Scott Fardy talked to 60 sixth-grade students about the aftermath of the Great East Japan Earthquake at an elementary school in Kamaishi City and enjoyed playing tag rugby (a version of rugby for beginners) with them.
The Host Town Initiative is a project which the Government of Japan has been promoting to local governments across the country in preparation for the Tokyo 2020 Olympic and Paralympic Games. It is a unique project, aimed at creating opportunities for sports-based exchanges between local residents and people from around the world, by taking advantage of the Games not only in Tokyo, but also across Japan.
As of April 2018, a total of 298 local governments in all prefectures of Japan, from Hokkaido to Okinawa, have been registered as host towns, while the number of partner countries and regions has reached 95. These host towns have been implementing their own exchange programs; for example, getting local universities to host training camps for sports teams from overseas, and providing Japanese cultural experiences to promote exchanges between Japanese students and participants from other countries.
Mayor Takenori Noda of Kamaishi City says, “Kamaishi, which was devastated by the Great East Japan Earthquake, has received a great deal of support from abroad.

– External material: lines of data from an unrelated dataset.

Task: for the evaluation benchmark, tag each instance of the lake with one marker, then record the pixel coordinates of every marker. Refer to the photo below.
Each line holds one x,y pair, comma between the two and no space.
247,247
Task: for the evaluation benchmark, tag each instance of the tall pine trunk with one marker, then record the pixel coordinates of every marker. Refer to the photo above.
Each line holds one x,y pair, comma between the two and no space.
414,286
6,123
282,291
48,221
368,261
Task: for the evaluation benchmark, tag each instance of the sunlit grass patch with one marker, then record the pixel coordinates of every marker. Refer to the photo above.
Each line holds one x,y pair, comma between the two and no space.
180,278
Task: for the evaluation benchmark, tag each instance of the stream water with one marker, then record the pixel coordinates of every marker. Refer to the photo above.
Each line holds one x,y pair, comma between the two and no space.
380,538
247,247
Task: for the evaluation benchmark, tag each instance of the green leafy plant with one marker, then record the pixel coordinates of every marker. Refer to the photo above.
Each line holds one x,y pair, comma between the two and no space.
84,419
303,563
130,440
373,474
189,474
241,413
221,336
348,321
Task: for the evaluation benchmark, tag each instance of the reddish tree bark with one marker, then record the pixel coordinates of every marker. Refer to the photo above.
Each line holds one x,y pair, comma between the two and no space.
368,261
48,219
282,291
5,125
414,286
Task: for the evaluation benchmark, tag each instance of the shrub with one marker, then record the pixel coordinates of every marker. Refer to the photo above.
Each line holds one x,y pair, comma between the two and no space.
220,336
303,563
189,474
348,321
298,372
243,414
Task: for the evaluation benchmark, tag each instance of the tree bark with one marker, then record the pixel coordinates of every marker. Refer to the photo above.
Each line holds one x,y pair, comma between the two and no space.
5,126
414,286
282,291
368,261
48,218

We wish to show how we have recovered, and express our gratitude, to many people from around the world through the ‘Arigato’ Host Town activities.”
Additionally, 15 local governments in the three prefectures most severely affected by the Great East Japan Earthquake (Iwate, Miyagi and Fukushima) have been specially registered as “Arigato” (“Thank You”) Host Towns for Supporting Reconstruction, which are promoting exchanges with residents while showing how they have recovered to countries that have supported them. Kamaishi City, situated in coastal Iwate, is one such town, with Australia as its partner country. Having been selected as a host of Rugby World Cup 2019, the city has been promoting international exchanges through rugby in the initiative. Since Kamaishi City is the long-standing home of the rugby team Kamaishi Seawaves RFC, the city has rugby in its genes.
Scott Fardy, a former member of Australia’s national rugby team, was in Kamaishi City when the Great East Japan Earthquake struck on March 11, 2011. The city was hit by a tsunami on that day, and Fardy, who played for the rugby team in the city at that time, suffered from the disaster. Although Australian Embassy officials advised that he return home, he declined and helped in the aftermath for six months as a volunteer worker. Fardy says, “I decided to stay because I had Japanese teammates and friends and wanted to help the city that had supported me.” Thanks to Fardy and many other people who have offered support, including those from outside Japan, Kamaishi City is now well on its way to recovery.
In March 2018, Kamaishi City invited Fardy to the city as part of its “Arigato” Host Town activities and implemented exchange programs, such as a friendship tag rugby event with local elementary students and a welcome reception by Kamaishi citizens. He enjoyed exchanging with local residents of different generations, from elementary school children to adults, and said, “I hope rugby will continue helping maintain exchanges between Australia and Kamaishi.”
Mayor Takenori Noda of Kamaishi City, who invited Fardy this time, says, “The Host Town Initiative inspires children to have dreams for their future through exchanges with people from other countries. At the same time, sports-based international exchanges can also revitalize regional communities, including disaster-stricken areas. We are hoping that we can continue to exchange with people worldwide after the Olympic and Paralympic Games.”
Now that Japan has been selected to host the Rugby World Cup in 2019 and the Olympic and Paralympic Games in 2020, it is feeling a nationwide enthusiasm for sports, while networks of international exchanges are expanding across Japan. The initiative is certain to help bridge between people all over Japan and the world toward and beyond 2020.
Fardy described his impression of the city, saying, “Kamaishi City has delicious food and many other good things. This is a really beautiful, quiet place. People living here are very strong and kind, just as they were when they were hit by the earthquake.”
Kamaishi City has received a wide range of overseas support for rapid reconstruction since the earthquake in 2011. Among such partnership projects was the visit to the city by a group of renowned New York chefs led by Daniel Boulud (“NY Cooks for Tohoku”), who went to Kamaishi in July 2011 to serve a meal to evacuees, as well as to demonstrate the safety of Japan and Japanese food to the world.